Defining the Product Vision
When it all comes together and a prospective client says, “I have an idea for an app. Where do I start?”, the biggest fundamental in effective product management is a PM’s ability to develop a clear and compelling product vision from the client’s concept to completion. A product vision serves as the North Star for teams, guiding every strategic decision made and providing a framework for making adjustments throughout the process. But most importantly, it helps with buy-in from stakeholders, internally and externally. Teams will be aligned and move in the right direction if they understand the vision of the project, while clients will develop more trust and become open to hearing more guidance for their product.
For Rapptr PMs, a championing PM will go beyond what the client wants; product managers should comprehensively understand the nuances of the client’s product, their market, the likelihood of success, overall business plan objectives, economic and political factors that could impact launch or scaling efforts, and more.
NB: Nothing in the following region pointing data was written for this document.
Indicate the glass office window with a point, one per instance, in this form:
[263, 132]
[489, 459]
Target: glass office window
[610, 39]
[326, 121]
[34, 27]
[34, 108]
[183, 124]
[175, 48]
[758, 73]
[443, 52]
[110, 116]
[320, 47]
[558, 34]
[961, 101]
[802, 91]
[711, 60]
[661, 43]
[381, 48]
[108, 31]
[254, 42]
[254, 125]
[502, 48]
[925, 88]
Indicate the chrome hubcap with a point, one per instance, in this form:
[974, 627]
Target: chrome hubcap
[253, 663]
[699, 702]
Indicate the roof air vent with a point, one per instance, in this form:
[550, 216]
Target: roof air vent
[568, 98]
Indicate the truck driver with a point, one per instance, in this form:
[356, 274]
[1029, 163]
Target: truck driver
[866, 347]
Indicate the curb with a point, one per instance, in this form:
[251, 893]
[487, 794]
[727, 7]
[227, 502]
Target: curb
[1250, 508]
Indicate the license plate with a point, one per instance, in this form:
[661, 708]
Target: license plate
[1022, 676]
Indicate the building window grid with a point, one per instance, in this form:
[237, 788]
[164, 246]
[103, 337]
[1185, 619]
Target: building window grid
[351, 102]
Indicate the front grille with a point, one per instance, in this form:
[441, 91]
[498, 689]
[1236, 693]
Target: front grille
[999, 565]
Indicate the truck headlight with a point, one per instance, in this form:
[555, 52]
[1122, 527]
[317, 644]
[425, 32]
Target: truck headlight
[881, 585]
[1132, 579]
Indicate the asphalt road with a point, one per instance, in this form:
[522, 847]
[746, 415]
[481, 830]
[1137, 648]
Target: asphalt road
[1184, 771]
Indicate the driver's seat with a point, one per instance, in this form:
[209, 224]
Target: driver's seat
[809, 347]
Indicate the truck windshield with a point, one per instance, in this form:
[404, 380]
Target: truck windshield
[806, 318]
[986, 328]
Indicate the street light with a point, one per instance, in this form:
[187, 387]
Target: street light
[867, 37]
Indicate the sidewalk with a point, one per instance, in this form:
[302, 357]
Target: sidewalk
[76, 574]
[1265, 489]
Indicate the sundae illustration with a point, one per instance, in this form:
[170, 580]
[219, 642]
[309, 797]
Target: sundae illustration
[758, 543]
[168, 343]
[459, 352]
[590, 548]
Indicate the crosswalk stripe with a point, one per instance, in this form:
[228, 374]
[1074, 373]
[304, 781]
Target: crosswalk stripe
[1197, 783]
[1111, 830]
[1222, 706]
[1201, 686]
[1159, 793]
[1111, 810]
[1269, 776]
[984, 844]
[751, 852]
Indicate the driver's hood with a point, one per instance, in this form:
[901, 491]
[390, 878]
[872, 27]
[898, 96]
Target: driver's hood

But they should be able to envision what the next 6 months and 12 months look like the client based on those nuances, and its their role to paint excitement and forward-thinking that’s grounded in reality. It then becomes easier to sell ideas for an app when there’s a strong, clear vision backing them. That’s how stakeholders, internally and externally find the value in the product and in the expertise of a product manager.
Building for Overall Impact
While these are only a handful of digital product management fundamentals that are key for success, capitalizing on them throughout the product life cycle supports the PM’s role in creating digital products that are user-centric, profitable, and sustainably innovative. The role of a PM itself is both strategic and tactical, requiring a balance of big-picture thinking and detail-oriented execution at every level- making them a key figure in the product’s life cycle journey. Mastering these basics paves the way for developing digital products towards success in a dynamic and competitive landscape, with the rewards benefitting end users the most. These fundamentals are necessary building blocks to master successful product management and match a client’s solution to a user’s paint point, but we believe in achieving more than the bare minimum. It's all about staying knowledgeable and embracing the spirit of continuous improvement to ensure products created are impactful and functional. PMs can also draw inspiration from analyzing published case studies and playbook strategy to identify what may or may not work for their approach. For example, you can check out some of our case studies here to see how we use the Rapptr difference to build and scale for our clients. As digital product managers build on these fundamentals, they’re sure to create experiences that communicate the unique value offering of their company’s work while innovating for all in the industry.